Une autre attestation de monsieur [P] évoque la situation d’un salarié nommé [C], en réalité [N], victime de brimades, mais sans rapport avec la situation de monsieur [A].
Ces éléments n’établissent pas de faits en rapport avec le grief porté.
Monsieur [E] atteste que durant 10 mois de travail commun avec M.[A] ce dernier se faisait insulter par [T] [Y], qui le menaçait d’en venir aux mains, ainsi que par le fils de celui-ci. ( pièce 21 ' [A]).
Monsieur [J] atteste que durant 14 mois de travail en commun avec monsieur [A], une pression énorme était exercée avec menaces de licenciement, et que [T] [Y] s’en prenait toujours à monsieur [A] en début et fin de journée. ( pièce 22 ' [A]).
Monsieur [L] atteste que Monsieur [Y] insultait ses ouvriers dont lui-même, qu’il lui fallait un souffre-douleur et qu’il donnait des surnoms humiliants. Il avait averti [K] [F], le patron, qui lui a dit de ne rien dire car ce serait pire. Il n’évoque pas dans cette attestation la situation de monsieur [A], ni ne communique d’éléments chronologiques (Pièce 23 ' [A]).
Au final il faut constater qu’avant l’accident du travail il n’est pas établi que la gérance de la société ait été avertie d’un comportement problématique d'[D] [Y], de sorte qu’il ne peut lui être reproché l’absence de mesures utiles de prévention.
Il n’est pas mieux établi que la gérance de la société connaissait les comportements problématiques de [T] [Y], en l’absence de dénonciation de tels faits par monsieur [A], et alors que le seul élément objectif d’information résulte de la lettre RAR de monsieur [P] qui est factuellement centrée sur un sujet technique de déroulement de chantier et pour le surplus complètement sibyllin. Il ne peut dès lors être reproché à l’employeur de ne pas avoir pris les mesures nécessaires de prévention.

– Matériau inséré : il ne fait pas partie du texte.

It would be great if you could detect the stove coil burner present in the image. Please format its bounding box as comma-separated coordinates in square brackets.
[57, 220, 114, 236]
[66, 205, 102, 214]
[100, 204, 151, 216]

Il faut dès lors confirmer le jugement entrepris en ce qu’il a rejeté la demande en reconnaissance de la faute inexcusable.
Y ajoutant, il faut condamner monsieur [A], partie perdante, aux dépens d’appel, et rejeter la demande de la société [F] au titre de l’article 700 du code de procédure civile au nom de l’équité.
PAR CES MOTIFS
La Cour, chambre sociale, statuant contradictoirement par mise à disposition de l’arrêt au greffe de la cour, après débats en audience publique et après en avoir délibéré,
CONFIRME le jugement du 30 janvier 2024 du tribunal judiciaire de NANCY en toutes ses dispositions ;
Y ajoutant,
CONDAMNE Monsieur [O] [A] aux dépens d’appel ;
DEBOUTE la SARL [F] de sa demande au titre de l’article 700 du code de procédure civile ;
Ainsi prononcé par mise à disposition de l’arrêt au greffe de la cour, les parties en ayant été préalablement avisées dans les conditions prévues au deuxième alinéa de l’article 450 du code de procédure civile.
Et signé par Madame Corinne BOUC, Présidente de Chambre, et par Madame Laurène RIVORY, Greffier.